Kurban Bayramı yaklaşıyor. Ama Kurban Bayramı’nın gerçekten bayram olarak kutlandığı bir muamma…
İnsanlar bu ekonomik şartlar altında günü kurtarmanın peşindeyken Kurban Bayramı’nın pek de bir anlamı kalmadı. Geçtiğimiz yıla kıyasla bu sene kurbanlık fiyatlarının 2 katına çıkması da bu düşünceyi destekler nitelikte. Hatta insanlar kurban kesmemeyi daha doğrusu kesememeyi o kadar kabullenmiş ki bunun üzerinden mizah yapıyorlar. Bu sene birçok kişi "Kurban değil karpuz keseceğiz" diyerek izahı olmayan şeyin mizahını yapar duruma geldi.
Kurban kesilsin kesilmesin mesele o değil, herkesin inancı, amacı farklıdır. Burada mesele bu konuda yaşanan ekonomik sıkıntılar. Neden insanlar için yıllar önce çok sıradan olan bir durum son yıllarda hayal olmaya başladı? Şu şartlara bakıldığında özellikle emeklilerin ve asgari ücretlilerin kurban kesmesi neredeyse imkansız hale geldi. Bir de kurban kesmede amaç yardıma ihtiyacı olan, kendi et ihtiyacını karşılayamayan insanların en azından bir süre olsun ihtiyaçlarına cevap vermekken şimdi ülkenin büyük bir kısmı bu durumda. Yardıma ihtiyacı olan insanlara yardım edecek adam kalmadı ülkede.
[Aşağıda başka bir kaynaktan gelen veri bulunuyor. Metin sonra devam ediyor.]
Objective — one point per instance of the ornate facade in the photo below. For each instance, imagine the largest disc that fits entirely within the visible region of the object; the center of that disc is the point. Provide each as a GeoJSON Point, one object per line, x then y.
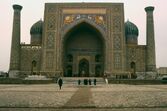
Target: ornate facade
{"type": "Point", "coordinates": [83, 39]}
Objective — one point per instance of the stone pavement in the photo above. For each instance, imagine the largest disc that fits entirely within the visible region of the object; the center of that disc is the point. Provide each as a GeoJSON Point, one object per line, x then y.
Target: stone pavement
{"type": "Point", "coordinates": [112, 97]}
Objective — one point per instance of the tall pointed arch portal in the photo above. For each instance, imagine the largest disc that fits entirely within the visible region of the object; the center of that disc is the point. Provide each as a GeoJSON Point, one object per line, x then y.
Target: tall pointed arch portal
{"type": "Point", "coordinates": [83, 42]}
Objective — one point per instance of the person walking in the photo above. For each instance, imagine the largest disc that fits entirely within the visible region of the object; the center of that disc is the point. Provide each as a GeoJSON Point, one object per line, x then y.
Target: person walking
{"type": "Point", "coordinates": [60, 82]}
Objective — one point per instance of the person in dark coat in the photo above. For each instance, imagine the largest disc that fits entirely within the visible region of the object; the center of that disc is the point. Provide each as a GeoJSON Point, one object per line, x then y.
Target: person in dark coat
{"type": "Point", "coordinates": [60, 82]}
{"type": "Point", "coordinates": [95, 81]}
{"type": "Point", "coordinates": [90, 81]}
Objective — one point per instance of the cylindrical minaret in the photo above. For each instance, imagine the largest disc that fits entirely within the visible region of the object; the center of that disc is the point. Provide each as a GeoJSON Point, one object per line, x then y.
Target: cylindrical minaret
{"type": "Point", "coordinates": [150, 46]}
{"type": "Point", "coordinates": [15, 46]}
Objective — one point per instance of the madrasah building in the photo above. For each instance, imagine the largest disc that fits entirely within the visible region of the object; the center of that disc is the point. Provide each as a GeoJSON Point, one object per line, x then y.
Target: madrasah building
{"type": "Point", "coordinates": [83, 40]}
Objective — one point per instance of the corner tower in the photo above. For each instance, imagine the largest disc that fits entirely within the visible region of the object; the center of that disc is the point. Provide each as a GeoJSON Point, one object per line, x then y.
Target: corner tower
{"type": "Point", "coordinates": [15, 47]}
{"type": "Point", "coordinates": [150, 45]}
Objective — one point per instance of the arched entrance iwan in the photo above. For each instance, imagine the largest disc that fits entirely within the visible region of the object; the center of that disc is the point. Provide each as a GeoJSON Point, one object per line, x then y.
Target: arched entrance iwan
{"type": "Point", "coordinates": [81, 45]}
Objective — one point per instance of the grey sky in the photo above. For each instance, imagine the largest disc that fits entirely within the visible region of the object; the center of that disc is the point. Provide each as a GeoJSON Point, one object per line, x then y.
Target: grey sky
{"type": "Point", "coordinates": [33, 10]}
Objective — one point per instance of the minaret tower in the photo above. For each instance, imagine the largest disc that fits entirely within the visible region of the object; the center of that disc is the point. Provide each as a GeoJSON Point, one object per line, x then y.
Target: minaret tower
{"type": "Point", "coordinates": [15, 47]}
{"type": "Point", "coordinates": [150, 51]}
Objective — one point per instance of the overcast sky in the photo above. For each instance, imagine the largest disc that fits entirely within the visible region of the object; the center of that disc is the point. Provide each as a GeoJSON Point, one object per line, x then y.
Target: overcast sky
{"type": "Point", "coordinates": [33, 10]}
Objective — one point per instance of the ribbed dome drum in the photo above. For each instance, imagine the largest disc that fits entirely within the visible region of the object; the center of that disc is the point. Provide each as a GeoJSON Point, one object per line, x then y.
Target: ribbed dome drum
{"type": "Point", "coordinates": [36, 28]}
{"type": "Point", "coordinates": [131, 33]}
{"type": "Point", "coordinates": [36, 33]}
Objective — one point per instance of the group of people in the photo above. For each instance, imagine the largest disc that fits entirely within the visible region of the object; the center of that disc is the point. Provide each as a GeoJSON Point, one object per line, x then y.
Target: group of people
{"type": "Point", "coordinates": [87, 81]}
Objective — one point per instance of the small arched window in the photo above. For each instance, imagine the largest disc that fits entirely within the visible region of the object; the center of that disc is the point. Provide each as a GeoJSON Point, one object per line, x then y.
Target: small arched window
{"type": "Point", "coordinates": [34, 63]}
{"type": "Point", "coordinates": [70, 58]}
{"type": "Point", "coordinates": [97, 58]}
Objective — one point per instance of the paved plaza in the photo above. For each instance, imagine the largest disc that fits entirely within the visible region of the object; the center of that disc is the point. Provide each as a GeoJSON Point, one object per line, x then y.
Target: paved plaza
{"type": "Point", "coordinates": [112, 97]}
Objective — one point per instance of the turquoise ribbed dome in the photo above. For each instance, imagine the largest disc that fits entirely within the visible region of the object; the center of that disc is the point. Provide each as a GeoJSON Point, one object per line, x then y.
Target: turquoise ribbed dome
{"type": "Point", "coordinates": [131, 29]}
{"type": "Point", "coordinates": [36, 28]}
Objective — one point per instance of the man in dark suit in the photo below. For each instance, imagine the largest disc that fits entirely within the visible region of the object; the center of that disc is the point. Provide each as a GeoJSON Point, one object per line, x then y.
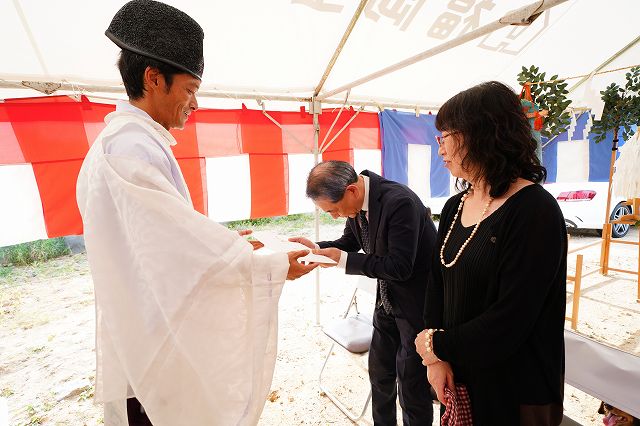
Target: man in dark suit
{"type": "Point", "coordinates": [394, 229]}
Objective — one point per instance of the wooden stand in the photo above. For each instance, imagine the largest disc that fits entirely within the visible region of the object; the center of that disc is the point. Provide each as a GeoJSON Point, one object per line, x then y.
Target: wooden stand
{"type": "Point", "coordinates": [607, 240]}
{"type": "Point", "coordinates": [577, 281]}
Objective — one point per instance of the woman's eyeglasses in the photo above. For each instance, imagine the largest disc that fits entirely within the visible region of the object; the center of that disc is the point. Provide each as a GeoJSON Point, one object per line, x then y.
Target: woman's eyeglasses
{"type": "Point", "coordinates": [440, 139]}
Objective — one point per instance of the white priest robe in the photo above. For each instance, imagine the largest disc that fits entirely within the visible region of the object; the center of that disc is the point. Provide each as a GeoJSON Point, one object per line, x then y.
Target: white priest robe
{"type": "Point", "coordinates": [186, 312]}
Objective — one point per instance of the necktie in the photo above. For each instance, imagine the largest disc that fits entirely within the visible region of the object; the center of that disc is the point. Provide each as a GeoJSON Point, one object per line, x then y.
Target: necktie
{"type": "Point", "coordinates": [382, 284]}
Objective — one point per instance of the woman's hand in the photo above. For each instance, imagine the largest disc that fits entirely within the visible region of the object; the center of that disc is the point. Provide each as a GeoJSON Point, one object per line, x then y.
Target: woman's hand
{"type": "Point", "coordinates": [428, 357]}
{"type": "Point", "coordinates": [440, 375]}
{"type": "Point", "coordinates": [255, 243]}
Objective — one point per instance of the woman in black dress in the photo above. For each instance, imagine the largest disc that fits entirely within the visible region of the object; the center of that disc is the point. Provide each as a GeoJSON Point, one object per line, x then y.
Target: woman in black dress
{"type": "Point", "coordinates": [495, 305]}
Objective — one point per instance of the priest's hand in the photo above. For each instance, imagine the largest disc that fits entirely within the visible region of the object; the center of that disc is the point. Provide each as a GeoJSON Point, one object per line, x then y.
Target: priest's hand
{"type": "Point", "coordinates": [303, 241]}
{"type": "Point", "coordinates": [297, 269]}
{"type": "Point", "coordinates": [440, 375]}
{"type": "Point", "coordinates": [331, 252]}
{"type": "Point", "coordinates": [255, 243]}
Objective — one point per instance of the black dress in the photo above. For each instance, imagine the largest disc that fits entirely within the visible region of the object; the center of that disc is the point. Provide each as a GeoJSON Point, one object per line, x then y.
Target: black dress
{"type": "Point", "coordinates": [502, 306]}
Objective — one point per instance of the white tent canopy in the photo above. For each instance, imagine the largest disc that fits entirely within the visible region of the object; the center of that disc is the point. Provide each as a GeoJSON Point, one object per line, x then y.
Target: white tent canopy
{"type": "Point", "coordinates": [281, 48]}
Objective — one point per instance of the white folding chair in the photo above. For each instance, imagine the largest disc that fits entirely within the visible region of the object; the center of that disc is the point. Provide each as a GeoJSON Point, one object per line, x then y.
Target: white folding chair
{"type": "Point", "coordinates": [353, 332]}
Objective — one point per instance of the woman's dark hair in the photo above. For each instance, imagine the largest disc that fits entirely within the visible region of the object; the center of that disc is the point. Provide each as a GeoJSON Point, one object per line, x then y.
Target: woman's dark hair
{"type": "Point", "coordinates": [496, 135]}
{"type": "Point", "coordinates": [132, 66]}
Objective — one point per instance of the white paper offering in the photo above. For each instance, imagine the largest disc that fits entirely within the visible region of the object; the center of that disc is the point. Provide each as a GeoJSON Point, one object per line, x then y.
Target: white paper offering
{"type": "Point", "coordinates": [279, 243]}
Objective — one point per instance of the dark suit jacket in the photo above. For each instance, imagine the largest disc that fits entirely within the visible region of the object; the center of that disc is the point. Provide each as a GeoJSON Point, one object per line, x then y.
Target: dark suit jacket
{"type": "Point", "coordinates": [402, 237]}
Bu şartlar sadece ülkenin ekonomisini etkilemekle kalmıyor. İnsanlar bu şartlar yüzünden resmen vicdanlarını köreltiyor. Çok yerde duyuyoruz kötü durumda bir insan, hayvan görüp "biz yardıma muhtaç hale geldik bunlara nasıl yardım edelim" diyenleri. Hatta "zamanında çok yardım yaptık biz yardıma muhtacız şimdi" diyenler bile var. Mecburiyetten de olsa herkes herkese sırtını dönmeye başladı. Ve bu bir süre sonra mecburiyet olmaktan çıkıp normalleşecek maalesef. Ve geriye ruhsuz, duyarsız milyonlar kalacak sadece. Herkesin derdi yediğinin, içtiğinin, giydiğinin azalması olmuş ama dediğim gibi asıl sorun bu şartlar yüzünden kaybettiğimiz vicdanımız olmalı.